Yiddish culture has not entirely disappeared, but it was sentenced to death twice, and each time the sentence was carried out. On the eve of World War II, millions of Yiddish speakers inhabited Jewish communities from Holland through Germany and Poland into the heart of the Soviet Union. Hitler did his best to annihilate every Jew his armies controlled. Individual Jews survived his onslaught, but their communities and unique culture were destroyed. Ironically, the country that saved millions of Jews and not so incidentally played the decisive role in stopping Hitler was the Soviet Union. And the Soviet Union had its own solution to the Jewish problem.

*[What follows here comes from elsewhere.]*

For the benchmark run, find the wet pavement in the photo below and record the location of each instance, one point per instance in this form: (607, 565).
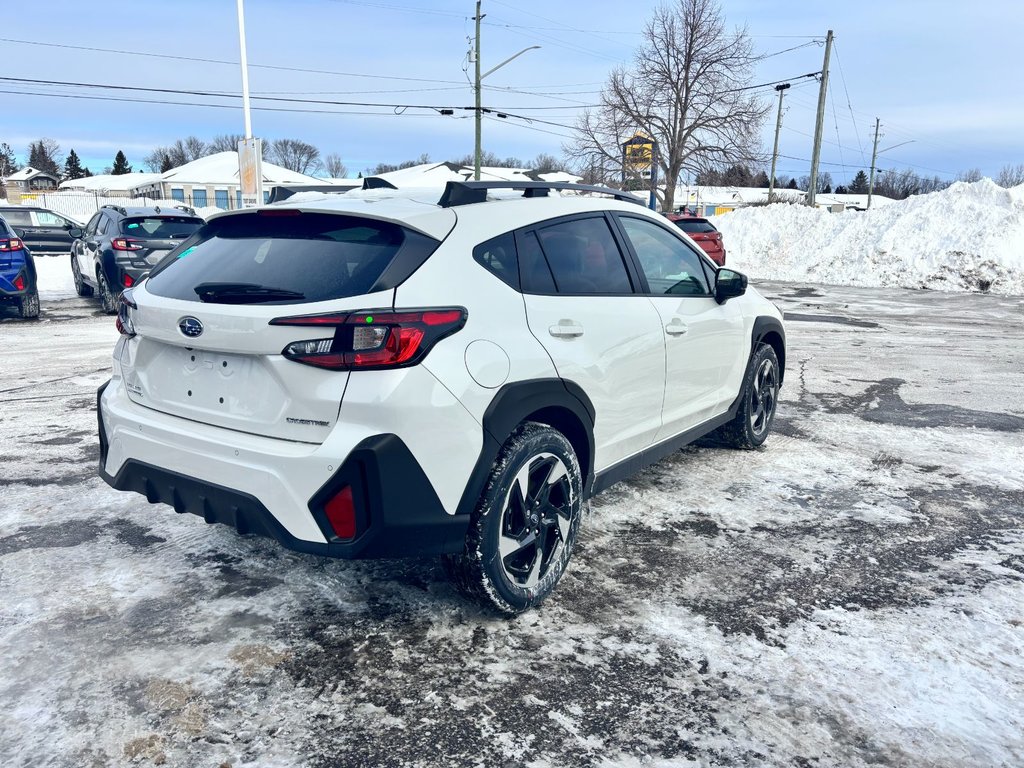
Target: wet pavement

Stalin, like Lenin, expected that Soviet Jews would gradually disappear as the regime offered the carrot of modernization with the stick of forced assimilation. But by the end of his life Stalin could no longer constrain his murderous anti-Semitism and began a systematic assault on the leaders of Yiddish culture who were the primary vehicle for Jewish identity in the country. This campaign culminated on August 12, 1952 with multiple executions in the basement of Moscow's Lubyanka prison.
Jewish communities across America have increasingly marked this event on August 12 of each year as the "Night of the Murdered Poets." Convicted at a secret trial in the summer, all the defendants, except for the biologist Lina Shtern, were executed on a single night - twenty-four writers and poets (so it was believed), all men (so it was said) cut down by Stalin's executioners in the basement of the notorious Lubyanka prison.